The president likes to say he’s accomplished quite a bit in his first six months. He’s signed more than three dozen executive orders, announced the U.S. withdrawal from the Paris climate agreement, and turned the White House into a reality show where someone goes home every week. But a lot of these actions don’t translate into tangible accomplishments. Technically, the U.S. is still party to the Paris accord. And most of Trump’s executive orders start the process of undoing regulations, instead of actually undoing them.

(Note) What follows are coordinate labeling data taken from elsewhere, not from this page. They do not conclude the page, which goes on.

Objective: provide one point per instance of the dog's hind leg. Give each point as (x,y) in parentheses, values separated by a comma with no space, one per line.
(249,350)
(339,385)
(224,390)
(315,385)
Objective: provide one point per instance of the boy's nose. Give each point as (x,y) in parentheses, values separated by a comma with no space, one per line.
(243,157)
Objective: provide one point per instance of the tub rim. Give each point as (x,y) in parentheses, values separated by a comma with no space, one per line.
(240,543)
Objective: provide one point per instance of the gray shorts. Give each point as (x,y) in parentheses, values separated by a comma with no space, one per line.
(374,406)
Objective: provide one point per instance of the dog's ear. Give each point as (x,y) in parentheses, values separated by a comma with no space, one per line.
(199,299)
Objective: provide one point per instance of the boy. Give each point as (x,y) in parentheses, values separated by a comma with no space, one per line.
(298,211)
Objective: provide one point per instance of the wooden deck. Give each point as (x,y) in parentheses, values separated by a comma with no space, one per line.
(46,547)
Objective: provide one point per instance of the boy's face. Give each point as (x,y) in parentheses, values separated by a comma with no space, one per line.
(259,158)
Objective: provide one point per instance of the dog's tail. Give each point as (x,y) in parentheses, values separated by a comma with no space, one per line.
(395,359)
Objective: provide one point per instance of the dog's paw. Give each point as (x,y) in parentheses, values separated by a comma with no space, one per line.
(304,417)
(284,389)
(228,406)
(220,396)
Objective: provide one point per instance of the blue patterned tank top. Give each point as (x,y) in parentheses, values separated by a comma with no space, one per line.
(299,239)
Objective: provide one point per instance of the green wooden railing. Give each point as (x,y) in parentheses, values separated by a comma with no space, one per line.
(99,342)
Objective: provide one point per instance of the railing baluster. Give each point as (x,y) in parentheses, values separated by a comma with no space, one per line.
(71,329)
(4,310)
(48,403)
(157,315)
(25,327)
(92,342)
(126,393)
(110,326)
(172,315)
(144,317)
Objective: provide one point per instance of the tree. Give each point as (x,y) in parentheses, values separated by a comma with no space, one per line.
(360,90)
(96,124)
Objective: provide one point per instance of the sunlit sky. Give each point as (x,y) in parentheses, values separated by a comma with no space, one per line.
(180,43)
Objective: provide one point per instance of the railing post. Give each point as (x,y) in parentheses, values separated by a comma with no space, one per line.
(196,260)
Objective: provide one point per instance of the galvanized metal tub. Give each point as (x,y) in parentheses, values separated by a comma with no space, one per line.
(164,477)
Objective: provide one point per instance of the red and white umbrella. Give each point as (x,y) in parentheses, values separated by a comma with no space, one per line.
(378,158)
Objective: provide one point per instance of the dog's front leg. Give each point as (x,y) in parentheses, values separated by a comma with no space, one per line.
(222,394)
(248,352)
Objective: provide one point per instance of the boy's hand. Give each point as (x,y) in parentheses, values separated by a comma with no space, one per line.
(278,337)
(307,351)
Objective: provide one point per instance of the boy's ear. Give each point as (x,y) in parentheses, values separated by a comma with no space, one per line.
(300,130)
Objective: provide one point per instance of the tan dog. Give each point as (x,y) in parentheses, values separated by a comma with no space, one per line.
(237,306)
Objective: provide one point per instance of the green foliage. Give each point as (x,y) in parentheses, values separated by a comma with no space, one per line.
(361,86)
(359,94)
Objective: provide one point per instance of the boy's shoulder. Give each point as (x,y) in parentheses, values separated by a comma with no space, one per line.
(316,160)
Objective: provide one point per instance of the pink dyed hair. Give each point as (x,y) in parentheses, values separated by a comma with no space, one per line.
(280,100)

One of the few immediately effective things Trump has done, though, was approve the Keystone XL pipeline. In early January, Trump reversed the Obama administration’s 2015 rejection of the controversial 1,179-mile project that would have transported heavy tar sands oil from Canada to the Gulf Coast. There were still a few hurdles the pipeline developer had to jump through after Trump’s approval, but ultimately, his issuance of a presidential permit was seen as the last real obstacle to construction. “Keystone is a done deal,” Vermont Law School Professor Patrick Parenteau told me in April.
But Keystone XL is no longer a done deal. According to a report in The Hill, pipeline developer TransCanada is telling investors it hasn’t decided whether to build the pipeline at all. The company is unsure there are enough oil companies that would pay to use the pipeline, because tar sands oil—a heavy, high-polluting Canadian product—is becoming too expensive to extract and process. “Frankly, in the current price climate, [Keystone XL] is probably not going to be a going venture unless there’s a massive improvement in technology” for processing tar sands, University of Wyoming professor of petroleum Charles Mason told ABC News on Thursday.
Keystone XL’s potential failure would be a blow to Trump’s legacy, since approving the pipeline was one of his signature campaign promises. But it’s also a warning for Trump’s entire energy agenda of promoting dirty fuels like tar sands and coal. If the market for high-polluting fuels is in decline, then so are Trump’s policies.